Złożyła wniosek osoba, która ma troje dzieci.
Dwoje pierwszych ma ojca za granicą, więc jeden wniosek wysłaliśmy do Wojewody.
To trzecie, którego ojciec jest w Polsce mógłby mieć ZR i dodatek na wielodzietność, o ile wiedzielibyśmy że tamtej dwójce zostały przyznane świadczenia rodzinne.

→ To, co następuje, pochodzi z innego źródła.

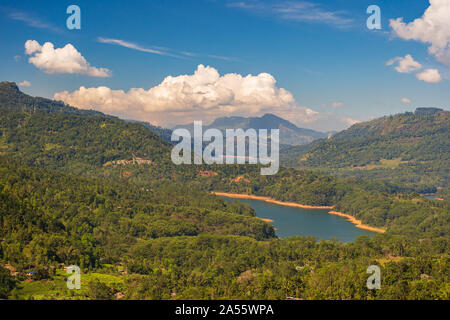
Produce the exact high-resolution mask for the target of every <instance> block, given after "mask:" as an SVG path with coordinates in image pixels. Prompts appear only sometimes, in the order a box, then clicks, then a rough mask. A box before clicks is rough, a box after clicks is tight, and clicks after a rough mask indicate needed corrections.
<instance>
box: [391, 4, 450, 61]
mask: <svg viewBox="0 0 450 320" xmlns="http://www.w3.org/2000/svg"><path fill="white" fill-rule="evenodd" d="M449 17H450V1H449V0H430V6H429V7H428V8H427V9H426V10H425V12H424V14H423V16H422V17H420V18H417V19H415V20H414V21H412V22H409V23H405V22H404V21H403V18H397V19H391V20H390V26H391V28H392V30H393V32H394V34H395V35H397V36H398V37H400V38H402V39H405V40H416V41H420V42H423V43H428V44H430V46H429V48H428V52H429V53H430V54H432V55H434V56H435V57H436V59H437V60H438V61H440V62H442V63H443V64H445V65H447V66H450V18H449Z"/></svg>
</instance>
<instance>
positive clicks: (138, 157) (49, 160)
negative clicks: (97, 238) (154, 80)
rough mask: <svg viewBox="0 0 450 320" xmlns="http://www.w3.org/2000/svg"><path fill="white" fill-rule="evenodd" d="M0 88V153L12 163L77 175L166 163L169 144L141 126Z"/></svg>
mask: <svg viewBox="0 0 450 320" xmlns="http://www.w3.org/2000/svg"><path fill="white" fill-rule="evenodd" d="M0 88H1V89H0V109H1V114H0V130H1V131H0V132H1V136H0V152H1V154H4V155H10V156H11V157H13V158H14V159H15V160H16V161H19V162H21V163H24V164H26V165H33V166H34V165H36V166H41V167H46V168H51V169H63V170H66V171H72V172H76V173H83V172H86V171H87V170H89V169H94V168H101V167H103V166H108V165H112V164H115V163H127V161H129V162H132V161H135V162H136V161H139V162H140V163H146V164H149V165H150V164H155V165H156V164H158V163H159V164H161V163H163V162H167V161H168V155H170V149H169V143H167V142H164V141H163V140H161V139H160V137H159V136H157V135H156V134H155V133H153V132H152V131H151V130H149V129H148V128H146V127H145V126H143V125H140V124H137V123H128V122H125V121H122V120H120V119H118V118H115V117H110V116H107V115H103V114H102V113H99V112H95V111H83V110H79V109H76V108H73V107H70V106H66V105H64V104H63V103H60V102H55V101H52V100H48V99H43V98H33V97H30V96H27V95H25V94H23V93H22V92H20V91H19V90H18V88H17V86H16V85H15V84H14V83H8V82H2V83H1V84H0ZM169 160H170V158H169Z"/></svg>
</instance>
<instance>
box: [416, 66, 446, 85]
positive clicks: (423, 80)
mask: <svg viewBox="0 0 450 320" xmlns="http://www.w3.org/2000/svg"><path fill="white" fill-rule="evenodd" d="M416 77H417V79H419V80H422V81H425V82H430V83H438V82H441V81H442V78H441V75H440V74H439V71H438V70H437V69H426V70H425V71H423V72H421V73H418V74H416Z"/></svg>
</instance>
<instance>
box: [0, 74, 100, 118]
mask: <svg viewBox="0 0 450 320" xmlns="http://www.w3.org/2000/svg"><path fill="white" fill-rule="evenodd" d="M0 111H1V112H2V113H5V112H11V111H13V112H24V113H29V114H31V113H36V112H47V113H50V112H51V113H69V114H77V115H103V116H104V114H103V113H101V112H98V111H94V110H80V109H77V108H74V107H71V106H68V105H66V104H64V103H63V102H61V101H54V100H50V99H45V98H40V97H31V96H29V95H27V94H25V93H23V92H21V91H20V90H19V88H18V87H17V85H16V84H15V83H14V82H7V81H3V82H0Z"/></svg>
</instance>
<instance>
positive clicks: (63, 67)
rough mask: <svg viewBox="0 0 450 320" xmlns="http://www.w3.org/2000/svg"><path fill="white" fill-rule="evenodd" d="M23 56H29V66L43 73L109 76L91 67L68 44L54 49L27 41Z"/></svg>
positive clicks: (105, 68) (25, 45)
mask: <svg viewBox="0 0 450 320" xmlns="http://www.w3.org/2000/svg"><path fill="white" fill-rule="evenodd" d="M25 54H27V55H29V56H30V58H29V59H28V61H29V62H30V63H31V64H33V65H34V66H36V67H37V68H39V69H41V70H43V71H44V72H45V73H70V74H85V75H88V76H91V77H109V76H111V71H110V70H108V69H106V68H96V67H93V66H91V65H90V64H89V62H87V61H86V59H85V58H84V57H83V56H82V55H81V53H80V52H79V51H78V50H77V49H76V48H75V47H74V46H73V45H71V44H70V43H68V44H66V45H65V46H64V47H63V48H56V49H55V47H54V45H53V43H51V42H46V43H44V44H43V45H42V46H41V45H40V44H39V42H37V41H36V40H27V41H26V42H25Z"/></svg>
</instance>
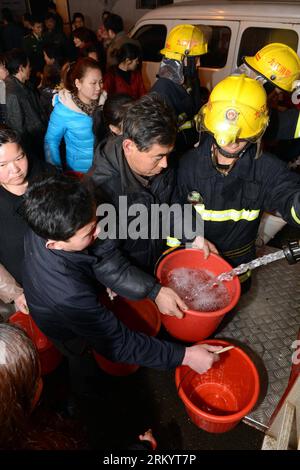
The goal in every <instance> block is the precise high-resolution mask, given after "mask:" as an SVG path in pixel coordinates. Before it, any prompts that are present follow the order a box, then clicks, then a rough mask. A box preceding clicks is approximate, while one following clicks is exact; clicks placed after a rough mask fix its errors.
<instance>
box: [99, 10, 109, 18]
mask: <svg viewBox="0 0 300 470" xmlns="http://www.w3.org/2000/svg"><path fill="white" fill-rule="evenodd" d="M109 15H111V12H110V11H108V10H103V12H102V15H101V18H102V21H103V20H104V18H105V17H108V16H109Z"/></svg>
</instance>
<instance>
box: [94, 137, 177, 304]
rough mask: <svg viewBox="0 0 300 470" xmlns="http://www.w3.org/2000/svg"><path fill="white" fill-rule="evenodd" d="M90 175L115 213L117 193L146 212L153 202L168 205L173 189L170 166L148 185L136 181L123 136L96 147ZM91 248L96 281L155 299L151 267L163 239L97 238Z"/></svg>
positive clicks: (94, 183)
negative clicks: (94, 270)
mask: <svg viewBox="0 0 300 470" xmlns="http://www.w3.org/2000/svg"><path fill="white" fill-rule="evenodd" d="M89 174H90V175H91V177H92V180H93V182H94V184H95V186H96V188H98V189H100V191H101V199H102V200H105V201H107V202H109V203H111V204H113V205H114V207H115V208H116V209H117V214H118V207H119V200H120V199H119V198H120V196H127V204H128V207H130V206H131V204H143V205H144V206H145V207H146V209H147V213H148V214H149V213H150V208H151V205H152V204H162V203H166V204H169V203H170V201H171V195H172V192H173V190H174V172H173V170H172V169H167V170H166V171H163V172H162V173H161V174H159V175H157V176H155V177H153V178H152V179H151V181H150V182H149V186H148V187H145V186H143V185H142V184H141V182H140V181H138V179H137V178H136V177H135V175H134V174H133V173H132V171H131V169H130V167H129V165H128V163H127V161H126V158H125V156H124V154H123V149H122V137H118V138H115V139H110V140H109V141H108V142H107V144H106V145H101V144H100V145H99V146H98V148H97V149H96V152H95V158H94V163H93V167H92V168H91V171H90V173H89ZM118 216H120V214H118ZM130 220H131V219H130V218H129V220H128V226H129V225H130ZM151 226H152V225H151V222H150V221H149V223H148V227H145V228H148V230H150V229H151ZM92 249H93V251H94V252H95V254H96V255H97V256H98V258H99V263H98V265H97V266H96V267H95V270H96V271H95V273H96V276H97V278H98V279H99V280H100V279H104V280H105V282H104V281H103V283H104V284H105V285H106V286H108V287H110V288H111V289H112V290H115V291H116V292H118V293H119V294H120V295H123V296H125V297H129V298H132V299H141V298H143V297H150V298H151V299H155V297H156V296H157V294H158V292H159V290H160V287H161V286H160V285H159V284H157V283H156V281H155V277H154V266H155V263H156V261H157V260H158V258H159V256H160V255H161V254H162V253H163V251H164V250H165V249H166V242H165V240H164V239H162V238H158V239H154V238H151V234H148V237H147V238H145V239H141V238H139V239H137V240H133V239H130V238H129V237H127V239H125V240H123V239H122V240H120V239H119V240H118V239H117V240H110V239H107V240H104V241H102V242H100V241H97V242H96V244H94V246H93V247H92ZM99 250H100V252H101V253H100V255H99ZM148 273H149V274H148ZM101 282H102V281H101Z"/></svg>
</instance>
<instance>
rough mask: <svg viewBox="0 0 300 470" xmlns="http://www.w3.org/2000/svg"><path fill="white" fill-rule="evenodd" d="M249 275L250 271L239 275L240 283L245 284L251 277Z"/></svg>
mask: <svg viewBox="0 0 300 470" xmlns="http://www.w3.org/2000/svg"><path fill="white" fill-rule="evenodd" d="M251 275H252V271H250V269H248V271H246V272H245V273H244V274H240V275H239V280H240V283H243V282H246V281H247V279H249V277H251Z"/></svg>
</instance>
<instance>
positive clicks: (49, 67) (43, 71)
mask: <svg viewBox="0 0 300 470" xmlns="http://www.w3.org/2000/svg"><path fill="white" fill-rule="evenodd" d="M60 82H61V76H60V67H59V66H58V65H57V64H52V65H45V67H44V69H43V76H42V81H41V86H42V87H45V88H47V87H48V88H51V89H54V88H55V87H56V86H58V85H59V84H60Z"/></svg>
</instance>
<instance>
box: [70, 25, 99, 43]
mask: <svg viewBox="0 0 300 470" xmlns="http://www.w3.org/2000/svg"><path fill="white" fill-rule="evenodd" d="M73 36H74V37H75V38H78V39H80V41H82V42H84V43H85V44H91V43H96V41H97V37H96V34H95V33H94V31H92V30H91V29H88V28H85V27H84V26H82V27H81V28H76V29H74V31H73Z"/></svg>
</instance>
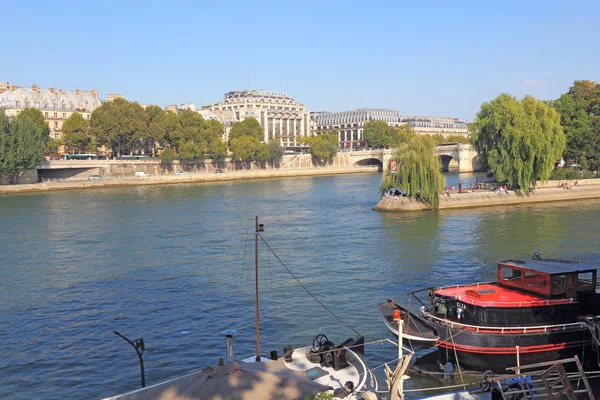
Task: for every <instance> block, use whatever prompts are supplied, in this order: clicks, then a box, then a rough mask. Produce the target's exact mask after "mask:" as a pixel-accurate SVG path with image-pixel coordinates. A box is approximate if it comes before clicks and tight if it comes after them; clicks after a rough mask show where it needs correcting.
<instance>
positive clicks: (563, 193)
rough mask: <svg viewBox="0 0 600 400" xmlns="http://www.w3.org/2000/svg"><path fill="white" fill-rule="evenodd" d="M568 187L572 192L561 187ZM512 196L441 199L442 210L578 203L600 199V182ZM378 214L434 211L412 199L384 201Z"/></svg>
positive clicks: (557, 184)
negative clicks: (449, 209) (385, 213)
mask: <svg viewBox="0 0 600 400" xmlns="http://www.w3.org/2000/svg"><path fill="white" fill-rule="evenodd" d="M565 182H566V183H568V184H569V185H570V187H571V188H570V189H567V188H564V187H559V185H560V184H561V183H565ZM575 182H577V184H575ZM508 192H509V194H498V192H493V191H491V190H487V189H481V190H475V191H474V192H465V193H457V192H453V191H451V192H450V195H449V196H447V195H445V194H444V195H441V197H440V210H445V209H455V208H470V207H489V206H499V205H516V204H524V203H541V202H552V201H575V200H586V199H596V198H600V179H580V180H577V181H575V180H563V181H547V182H540V183H539V184H538V188H537V189H536V190H533V191H531V192H528V193H523V192H521V191H520V190H509V191H508ZM373 210H375V211H423V210H431V207H430V206H429V204H428V203H425V202H423V201H417V200H415V199H414V198H412V197H400V196H398V197H388V198H383V199H381V200H380V201H379V203H377V205H375V207H373Z"/></svg>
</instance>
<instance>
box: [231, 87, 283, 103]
mask: <svg viewBox="0 0 600 400" xmlns="http://www.w3.org/2000/svg"><path fill="white" fill-rule="evenodd" d="M241 97H263V98H273V99H285V100H294V99H292V98H291V97H290V96H288V95H287V93H281V92H268V91H266V90H260V89H246V90H234V91H231V92H227V93H225V98H226V99H234V98H241Z"/></svg>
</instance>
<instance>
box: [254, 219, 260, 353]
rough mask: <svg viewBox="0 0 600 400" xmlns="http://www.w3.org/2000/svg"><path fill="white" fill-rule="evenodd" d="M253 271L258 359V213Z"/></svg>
mask: <svg viewBox="0 0 600 400" xmlns="http://www.w3.org/2000/svg"><path fill="white" fill-rule="evenodd" d="M254 232H255V233H254V273H255V282H256V361H260V323H259V318H258V215H257V216H256V226H255V230H254Z"/></svg>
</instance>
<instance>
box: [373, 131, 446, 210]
mask: <svg viewBox="0 0 600 400" xmlns="http://www.w3.org/2000/svg"><path fill="white" fill-rule="evenodd" d="M434 147H435V142H434V141H433V140H432V139H431V138H428V137H421V136H416V135H415V136H413V137H411V138H410V139H408V140H407V141H406V142H403V143H400V145H399V146H398V149H397V150H396V154H395V155H394V156H393V157H392V160H394V161H395V162H396V171H397V172H396V173H395V174H393V173H392V171H391V168H390V167H389V165H388V168H387V171H386V172H385V174H384V176H383V180H382V183H381V188H382V189H383V190H386V189H389V188H394V187H395V188H398V189H400V190H402V191H406V194H407V195H408V196H414V195H417V194H418V195H420V197H421V198H422V199H423V200H424V201H426V202H428V203H429V204H430V205H431V208H433V209H437V208H439V205H440V192H441V191H442V189H443V188H444V184H445V179H444V175H442V173H441V172H440V170H441V165H440V159H439V157H438V156H437V154H435V148H434ZM390 161H391V160H390Z"/></svg>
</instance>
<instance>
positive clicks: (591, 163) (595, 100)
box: [551, 80, 600, 170]
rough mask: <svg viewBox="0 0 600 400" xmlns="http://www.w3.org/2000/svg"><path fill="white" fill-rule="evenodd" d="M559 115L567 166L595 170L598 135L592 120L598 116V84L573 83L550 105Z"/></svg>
mask: <svg viewBox="0 0 600 400" xmlns="http://www.w3.org/2000/svg"><path fill="white" fill-rule="evenodd" d="M551 104H552V106H553V107H555V108H556V110H557V111H558V112H559V113H560V118H561V119H560V121H561V125H562V127H563V130H564V132H565V135H566V138H567V146H566V149H565V152H564V158H565V161H566V162H567V164H569V165H570V164H578V165H581V166H582V167H584V168H585V169H588V168H589V169H592V170H594V169H595V170H597V167H594V166H593V165H597V162H596V161H595V159H596V158H598V154H597V151H596V150H595V148H596V144H595V143H596V141H597V139H596V138H597V136H598V135H599V134H600V132H598V129H597V125H596V124H595V122H594V119H595V118H597V117H598V116H600V84H597V83H596V82H592V81H587V80H580V81H575V82H574V83H573V86H571V87H570V88H569V91H568V92H567V93H565V94H563V95H561V96H560V98H559V99H558V100H556V101H553V102H551Z"/></svg>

Wg naszych obliczeń wychodzi ZZZ, więc po konsultacji telefonicznej z UW wysłaliśmy pismo i kopię wniosku na to trzecie dziecko żeby w UW ustalili wysokość ZZZ (dodatek na wielodzietność zależy od tego czy na tą pierwszą dwójkę należy się ZR).
Dzisiaj dostaliśmy informację z UW że w związku z tym że oni nie są organem do rozpatrzenia tego wniosku (co jest oczywiste - ale kazali nam wysłać dokumenty) - mamy sobie ustalać świadczenia na to trzecie dziecko we własnym zakresie.
Powiedzcie, co zrobić - traktować tego trzeciego dzieciaka jako jedyne dziecko uprawnione do ZR?
Co z wielodzietnością? Dać odmowę? W stosunku do tamtych dzieci nie mamy decyzji Wojewody.
Zawiesić? Na podstawie czego? Bo czekamy na decyzję Wojewody?